House Speaker Henry T. Rainey of Illinois, a Democrat, appointed a committee of three Democrats and two Republicans to investigate. At the time, the Democrats were overwhelmingly in favor of continuing segregation. Not surprisingly, in May 1934, the committee decided on a straight party vote to uphold racial segregation in House dining facilities. The Republicans issued a minority report, but to no avail. Segregation continued in the House cafeteria until the 1950s.

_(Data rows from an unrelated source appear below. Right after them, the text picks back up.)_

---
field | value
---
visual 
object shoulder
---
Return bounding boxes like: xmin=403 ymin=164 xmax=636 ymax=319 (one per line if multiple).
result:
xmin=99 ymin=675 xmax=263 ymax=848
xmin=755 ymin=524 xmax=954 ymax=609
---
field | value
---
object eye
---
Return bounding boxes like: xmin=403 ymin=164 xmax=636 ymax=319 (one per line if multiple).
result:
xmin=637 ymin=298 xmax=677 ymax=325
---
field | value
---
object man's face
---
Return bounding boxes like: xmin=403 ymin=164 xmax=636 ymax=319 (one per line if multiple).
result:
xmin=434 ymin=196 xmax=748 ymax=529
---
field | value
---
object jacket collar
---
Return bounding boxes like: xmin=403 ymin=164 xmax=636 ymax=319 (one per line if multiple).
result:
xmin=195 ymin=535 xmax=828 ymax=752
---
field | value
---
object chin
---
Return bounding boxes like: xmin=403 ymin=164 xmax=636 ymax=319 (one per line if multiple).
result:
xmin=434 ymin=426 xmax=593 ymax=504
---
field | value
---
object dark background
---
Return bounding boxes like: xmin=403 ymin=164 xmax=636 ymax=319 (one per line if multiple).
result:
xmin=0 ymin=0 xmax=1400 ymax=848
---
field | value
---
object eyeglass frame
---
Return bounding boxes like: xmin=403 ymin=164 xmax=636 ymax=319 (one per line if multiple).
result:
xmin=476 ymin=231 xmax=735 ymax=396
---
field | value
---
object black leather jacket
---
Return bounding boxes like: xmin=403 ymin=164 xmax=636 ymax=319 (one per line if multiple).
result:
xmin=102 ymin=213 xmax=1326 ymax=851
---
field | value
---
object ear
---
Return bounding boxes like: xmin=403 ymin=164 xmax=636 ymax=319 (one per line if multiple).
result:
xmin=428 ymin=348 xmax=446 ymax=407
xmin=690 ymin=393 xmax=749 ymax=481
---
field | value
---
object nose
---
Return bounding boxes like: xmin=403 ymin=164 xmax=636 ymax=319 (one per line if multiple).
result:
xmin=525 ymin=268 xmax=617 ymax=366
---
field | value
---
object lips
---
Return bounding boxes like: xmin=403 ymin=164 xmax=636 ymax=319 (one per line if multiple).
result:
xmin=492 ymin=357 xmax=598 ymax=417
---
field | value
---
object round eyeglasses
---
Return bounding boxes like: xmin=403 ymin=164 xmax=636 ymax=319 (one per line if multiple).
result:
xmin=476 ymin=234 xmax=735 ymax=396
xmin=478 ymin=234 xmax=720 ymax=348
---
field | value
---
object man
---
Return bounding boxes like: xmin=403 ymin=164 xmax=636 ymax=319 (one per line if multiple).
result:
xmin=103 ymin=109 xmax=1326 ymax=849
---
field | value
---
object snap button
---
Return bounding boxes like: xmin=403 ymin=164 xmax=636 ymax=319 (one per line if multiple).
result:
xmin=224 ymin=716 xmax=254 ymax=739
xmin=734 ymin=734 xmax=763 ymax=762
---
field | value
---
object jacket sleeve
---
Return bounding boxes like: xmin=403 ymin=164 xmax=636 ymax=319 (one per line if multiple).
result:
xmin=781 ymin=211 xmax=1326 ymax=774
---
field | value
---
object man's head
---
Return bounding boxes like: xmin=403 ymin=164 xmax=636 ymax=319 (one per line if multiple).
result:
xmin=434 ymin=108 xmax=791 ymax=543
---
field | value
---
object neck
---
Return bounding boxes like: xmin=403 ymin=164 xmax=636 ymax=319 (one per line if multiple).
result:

Oscar De Priest left Congress long before the issue was resolved. Although he attempted to desegregate the House cafeterias, De Priest disappointed civil rights activists because he refused to support federal assistance for the poor. His conservative votes on issues near and dear to progressives led people of color to consolidate behind a more liberal black candidate, Arthur Mitchell, who defeated De Priest in the 1934 election. Mitchell made it clear that he would not pick up where De Priest had left off. “When the smoke has cleared away,” Mitchell said of De Priest’s fight to integrate the House cafeteria, “conditions were worse. Several colored persons lost their jobs as a result of the fight and the colored public is still barred.”

When his congressional career ended, De Priest served again on the Chicago City Council. After he lost his last campaign in 1947, he returned to a real estate practice. Oscar De Priest died on May 12, 1951, from injuries he suffered when he was hit by a bus in January of that year.